Кроме того, имел место скептицизм по поводу новых непроверенных лидеров в Москве, которые сместили популярного Горбачева. Отношение к России как к основному преемнику Советского Союза напоминало холодную войну.
Свою роль сыграло и влияние критиков в самой России, которые ратовали за более постепенное реформирование экономики. Выступая в унисон с МВФ и некоторыми западными политиками, они высказывались за сохранение экономического и валютного союза всех бывших советских республик.
Ко всему этому добавлялась неопределенность, с которой западный капитал сталкивался в связи с быстрым изменением политической ситуации в Москве. На самом деле это должно было стать аргументом в пользу, а не против поддержки российского правительства в критический период с января по апрель 1992 года.

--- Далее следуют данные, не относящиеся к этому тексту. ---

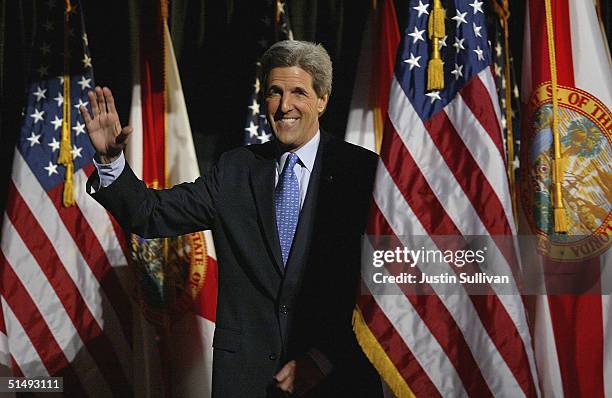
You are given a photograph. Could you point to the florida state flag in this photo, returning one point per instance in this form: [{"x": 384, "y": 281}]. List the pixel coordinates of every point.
[
  {"x": 177, "y": 277},
  {"x": 566, "y": 192}
]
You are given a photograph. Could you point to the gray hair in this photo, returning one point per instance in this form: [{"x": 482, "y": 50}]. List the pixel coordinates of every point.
[{"x": 311, "y": 57}]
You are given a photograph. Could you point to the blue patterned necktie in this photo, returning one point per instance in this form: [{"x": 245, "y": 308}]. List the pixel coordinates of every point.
[{"x": 287, "y": 201}]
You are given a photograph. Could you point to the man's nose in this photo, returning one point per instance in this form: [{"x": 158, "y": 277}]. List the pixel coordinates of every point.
[{"x": 286, "y": 105}]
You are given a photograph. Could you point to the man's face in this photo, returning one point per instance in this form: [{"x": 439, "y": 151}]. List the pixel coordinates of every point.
[{"x": 292, "y": 106}]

Такая поддержка могла бы создать некоторую свободу для экономического маневра.
Тот факт, что даже небольшие суммы не были предложены, ослабил правительство и усилил оппозицию. Возможность реально влиять на ход событий в России была безвозвратно утрачена.
Отношение Запада к экономическим реформам правительства Гайдара было неоднозначным. Оно формировалось на основании не только идеологических и политических предпочтений, но и информации и мнений наблюдателей внутри самой России и за ее пределами.

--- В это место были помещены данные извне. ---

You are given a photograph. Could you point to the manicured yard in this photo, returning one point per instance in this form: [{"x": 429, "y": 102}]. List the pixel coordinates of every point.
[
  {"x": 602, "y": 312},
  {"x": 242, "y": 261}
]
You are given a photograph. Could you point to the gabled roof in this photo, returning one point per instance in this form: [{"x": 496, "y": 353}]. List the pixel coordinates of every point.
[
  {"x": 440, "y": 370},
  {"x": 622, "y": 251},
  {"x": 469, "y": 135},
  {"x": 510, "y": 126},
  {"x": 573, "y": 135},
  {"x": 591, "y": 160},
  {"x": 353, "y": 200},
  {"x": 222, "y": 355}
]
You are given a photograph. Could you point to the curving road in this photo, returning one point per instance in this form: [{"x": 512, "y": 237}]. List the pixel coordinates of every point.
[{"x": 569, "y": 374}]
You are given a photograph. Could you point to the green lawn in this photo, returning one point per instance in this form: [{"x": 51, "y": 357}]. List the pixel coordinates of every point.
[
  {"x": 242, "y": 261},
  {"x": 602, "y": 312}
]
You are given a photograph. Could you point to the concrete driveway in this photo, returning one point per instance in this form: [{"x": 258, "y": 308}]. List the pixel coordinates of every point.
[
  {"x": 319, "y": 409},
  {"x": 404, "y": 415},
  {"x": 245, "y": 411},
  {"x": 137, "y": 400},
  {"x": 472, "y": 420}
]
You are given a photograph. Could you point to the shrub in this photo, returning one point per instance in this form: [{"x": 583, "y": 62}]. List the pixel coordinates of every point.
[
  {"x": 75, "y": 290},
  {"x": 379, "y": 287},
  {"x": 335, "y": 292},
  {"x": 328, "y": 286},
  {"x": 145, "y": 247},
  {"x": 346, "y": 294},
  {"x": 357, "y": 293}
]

Я говорю, естественно, не о ярой оппозиции, реакционерах, коммунистах, сильном промышленном лобби, людях из военно-промышленного комплекса. Они имеют значение для внутренней борьбы, но, по определению, не для западного мира.
Запад прислушивался к таким экономистам, как Явлинский и Шаталин, которые предлагали иной подход. Их аргументы, порой довольно сильные, сыграли существенную роль для Запада, где некоторые известные экономисты разделяли их сомнения.
Мы же считали особенно поучительным пример Польши. Он демонстрировал иное направление.
Мы считали радикальные реформы под руководством Бальцеровича образцом для подобных преобразований. Нас не убеждали аргументы, что Россия — особая страна или что она слишком велика, чтобы следовать принципам, которые хорошо работали в такой маленькой стране, как Польша.
В то же время мы понимали, что в России сложилась более сложная ситуация: отсутствие реального опыта рыночной экономики, менталитет, сформированный за 75 лет тоталитарного коммунистического правления, централизованная и милитаризованная экономика, господствующая на всей территории бывшего Советского Союза, имперский синдром в политических и бюрократических кругах, отсутствие диаспоры, которая могла бы помочь своими знаниями, советами и ресурсами. Мы постепенно осознавали гигантский масштаб задач, стоящих перед новым руководством.
Беседуя с нашими друзьями в российском правительстве, мы начинали понимать необходимость быстрых и радикальных действий, а также тот факт, что для возможных стратегий существует лишь весьма узкий коридор.
Гайдар неоднократно говорил об отсутствии резервов для облегчения трудностей, вызванных распадом старой прогнившей системы. Невозможно начать либерализацию экономики, пока не будут осуществлены структурные реформы. Приватизацию нельзя было откладывать до появления некой идеальной модели.
Если бы правительство действовало нерешительно, политическая реакция перешла бы в контрнаступление. В начале 1992 года были все основания опасаться экономической и политической катастрофы, общего краха и даже вооруженных конфликтов.
Политика российского руководства реализовалась в условиях очень сильного социального напряжения, и мы это понимали. В принципе, можно было попробовать освобождать цены поэтапно — в связи с огромным излишком денег, «нависающим» над рынком. Мы понимали, что власти боятся народного взрыва.
Но, как ни странно, никаких крупных народных протестов не было, хотя цены мгновенно выросли на 250 %. Со временем мы увидели, как дефицит уменьшился и в магазинах появились товары, которых не было годами. Формирование рыночной экономики было медленным, но верным.
Я отчетливо помню визиты в Москву, когда после преодоления страданий, вызванных крахом системы, стали заметны первые ростки нового предпринимательства и новой экономики.